Staller Ends Career with Personal Best at NCAAs
One win away from receiving a bid to the NCAA Fencing Championship game, co-captain sabre Valentin Staller calmly stared down his opponent, No. 1 Max Stearns of Ohio State, and defeated him 15-13 for the upset victory.
Staller has had an illustrious career with the Crimson. He has been the calm, composed leader of a Harvard team that finished sixth at the NCAA Fencing Championships and second at the Ivy League Championships this season.
“He is very disciplined with his training,” said freshman epee Peregrine Badger. “He makes sure we are always working hard.”
Saber events are different from epee and foil events in that points can be scored with touches from the top and side of the blade to any target from the waist-up, excluding both hands.
The Old Field, N.Y. native started fencing when he was in middle school.
“On Long Island, there happens to be a high school league,” Staller said. “When I was in middle school I just decided to try out for the team. I made the team and then I got really into it. I got pretty competitive and I started going to national tournaments, and then I ended up here.”
With each passing year, Staller’s fencing accolades have only increased. As a freshman, he placed 15th at the NCAA Championships and as a sophomore, he placed ninth. At the Ivy League Championships during his freshman and sophomore years, Staller was chosen as a first team All-Ivy saber.
Last year, as a junior, Staller received All-American honors and All-Ivy second team honors. He finished ninth individually at the NCAA Fencing Championships and helped the Crimson to a fourth-place tie with Ohio State. This year, he was chosen as a first team All-Ivy player, finishing sixth in the saber field at the NCAA Northeast Regional event at Boston College. Staller was also featured in CollegeFencing360 as a “Primetime Performer.”
His sophomore teammate Lucas Lin attributes much of Staller’s success to his composure and unflappable personality.
“I think his success is largely a part of his mental game,” Lin said. “His ability to stay focused under pressure is a huge part of what the college game is about.”
Staller says that this season he has learned to better control his emotions on the strip.
“The nature of the sport can be pretty mentally draining,” Staller said. “It can be pretty stressful. When you are fencing for a team, you are really putting the team on your back. I’ve been working on just staying cool, keeping a clear head, and sticking with my decisions.”
Although Staller has been highly competitive throughout his time fencing sabre at Harvard, the biggest match of his fencing career was against No. 2 seed Aleksander Ochocki of Penn State in the championship bout of the NCAA tournament.

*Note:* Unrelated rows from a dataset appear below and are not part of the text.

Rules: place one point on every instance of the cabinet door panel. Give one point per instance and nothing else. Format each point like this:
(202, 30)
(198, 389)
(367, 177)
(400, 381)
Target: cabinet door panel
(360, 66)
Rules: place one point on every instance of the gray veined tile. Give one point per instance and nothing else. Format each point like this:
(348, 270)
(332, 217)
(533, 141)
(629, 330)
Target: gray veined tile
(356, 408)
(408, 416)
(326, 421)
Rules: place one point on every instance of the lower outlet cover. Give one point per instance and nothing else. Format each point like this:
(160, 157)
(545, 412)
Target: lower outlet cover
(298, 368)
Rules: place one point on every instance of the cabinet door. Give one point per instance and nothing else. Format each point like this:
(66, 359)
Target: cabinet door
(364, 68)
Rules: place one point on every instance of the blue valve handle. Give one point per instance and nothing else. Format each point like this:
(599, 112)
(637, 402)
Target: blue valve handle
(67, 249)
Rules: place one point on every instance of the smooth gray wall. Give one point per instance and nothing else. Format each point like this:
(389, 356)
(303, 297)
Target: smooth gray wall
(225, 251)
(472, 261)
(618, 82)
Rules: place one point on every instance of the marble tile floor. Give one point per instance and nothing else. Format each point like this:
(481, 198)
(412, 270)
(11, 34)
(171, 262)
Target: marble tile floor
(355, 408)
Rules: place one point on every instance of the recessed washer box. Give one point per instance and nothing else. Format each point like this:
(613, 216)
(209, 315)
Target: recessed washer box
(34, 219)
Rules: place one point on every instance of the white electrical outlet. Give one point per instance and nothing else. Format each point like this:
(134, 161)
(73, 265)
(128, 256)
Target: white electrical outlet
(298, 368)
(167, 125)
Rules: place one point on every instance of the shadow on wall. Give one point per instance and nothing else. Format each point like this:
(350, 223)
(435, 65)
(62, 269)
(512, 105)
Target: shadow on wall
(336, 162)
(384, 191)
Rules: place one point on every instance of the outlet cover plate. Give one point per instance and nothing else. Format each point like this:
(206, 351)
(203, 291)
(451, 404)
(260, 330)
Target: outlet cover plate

Staller would finish in second place individually in the men’s saber championship, falling to Ochocki, 15-11.
“It was a tough matchup for me,” Staller said. “I thought that I had a game plan that I could beat him with, but he kept willing himself that extra half inch.”
While Staller wasn’t able to claim the individual title in saber, his teammates insist that the senior sabre put forth a valiant effort.
“I think the [NCAA] Championships are the most competitive event of college fencing,” Badger said. “Our expectations are always down to earth. You have to put it all into perspective. Valentin coming in second was really incredible. You have to remember that [we] are playing some of the best people in the country, and in some cases some of the best people in the world.”
Staller hopes to continue fencing after graduation at the international level and is currently training to attend the USA National Championships in April.
“Overall, this tournament was rather bittersweet for me. I’m really sad that my fencing career here at Harvard has come to a close,” Staller said. “I’ve definitely had my ups and downs, but I was really happy to have finished my career with my strongest result. Fencing has definitely been one of the best parts of my Harvard experience, and I cannot imagine what my time here would have been like without it.”